Estimating Online Influence Needs Causal Modeling! Counterfactual Analysis of Social Media Engagement
Lin Tian, Marian-Andrei Rizoiu
TL;DR
The paper tackles the challenge of estimating true online influence by distinguishing causation from correlation in misinformation diffusion. It introduces a joint treatment-outcome framework that treats external signals (e.g., Google Trends) as continuous-time interventions and models their bidirectional impact on engagement using Transformer and selective state-space (Mamba) architectures.
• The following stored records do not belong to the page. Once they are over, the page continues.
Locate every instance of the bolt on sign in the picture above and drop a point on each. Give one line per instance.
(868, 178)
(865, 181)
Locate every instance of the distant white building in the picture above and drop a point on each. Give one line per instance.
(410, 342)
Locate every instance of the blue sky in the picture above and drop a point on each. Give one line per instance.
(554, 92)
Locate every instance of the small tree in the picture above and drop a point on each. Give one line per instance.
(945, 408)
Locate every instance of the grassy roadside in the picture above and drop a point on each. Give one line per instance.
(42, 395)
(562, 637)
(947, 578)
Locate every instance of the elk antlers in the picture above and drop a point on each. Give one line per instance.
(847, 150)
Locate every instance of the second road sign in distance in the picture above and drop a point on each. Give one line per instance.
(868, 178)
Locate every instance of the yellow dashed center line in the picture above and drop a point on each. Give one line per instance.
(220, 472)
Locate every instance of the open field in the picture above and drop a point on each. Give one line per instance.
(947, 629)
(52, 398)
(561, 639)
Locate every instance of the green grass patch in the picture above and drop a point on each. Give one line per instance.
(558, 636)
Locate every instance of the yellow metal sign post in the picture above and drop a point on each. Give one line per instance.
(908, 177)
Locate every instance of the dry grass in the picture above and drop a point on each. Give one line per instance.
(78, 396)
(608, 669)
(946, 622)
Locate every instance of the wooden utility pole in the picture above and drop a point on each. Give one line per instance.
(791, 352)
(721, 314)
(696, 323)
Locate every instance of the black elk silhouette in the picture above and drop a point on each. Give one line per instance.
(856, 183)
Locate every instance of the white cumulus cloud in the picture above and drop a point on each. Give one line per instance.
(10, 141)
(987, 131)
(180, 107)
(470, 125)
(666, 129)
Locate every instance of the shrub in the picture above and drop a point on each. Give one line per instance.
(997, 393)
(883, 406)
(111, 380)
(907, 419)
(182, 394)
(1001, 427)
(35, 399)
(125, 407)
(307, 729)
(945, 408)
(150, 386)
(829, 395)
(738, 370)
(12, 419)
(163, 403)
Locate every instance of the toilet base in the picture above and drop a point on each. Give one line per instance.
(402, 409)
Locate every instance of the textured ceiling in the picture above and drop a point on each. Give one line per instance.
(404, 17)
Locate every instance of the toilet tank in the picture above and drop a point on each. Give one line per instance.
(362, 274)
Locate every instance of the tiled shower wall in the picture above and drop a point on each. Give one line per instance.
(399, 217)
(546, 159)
Counterfactual analyses manipulate signal intensity, timing, and duration to quantify causal effects, with results showing 15–22% improvements in engagement prediction across datasets and an ATE-based measure of influence that aligns more closely with expert judgments than follower counts. The findings offer architectural guidance (Mamba+Adapter) and practical insights for designing interventions to curb misinformation while acknowledging ethical considerations and potential limitations.
Abstract
Understanding true influence in social media requires distinguishing correlation from causation--particularly when analyzing misinformation spread. While existing approaches focus on exposure metrics and network structures, they often fail to capture the causal mechanisms by which external temporal signals trigger engagement. We introduce a novel joint treatment-outcome framework that leverages existing sequential models to simultaneously adapt to both policy timing and engagement effects. Our approach adapts causal inference techniques from healthcare to estimate Average Treatment Effects (ATE) within the sequential nature of social media interactions, tackling challenges from external confounding signals. Through our experiments on real-world misinformation and disinformation datasets, we show that our models outperform existing benchmarks by 15--22% in predicting engagement across diverse counterfactual scenarios, including exposure adjustment, timing shifts, and varied intervention durations. Case studies on 492 social media users show our causal effect measure aligns strongly with the gold standard in influence estimation, the expert-based empirical influence.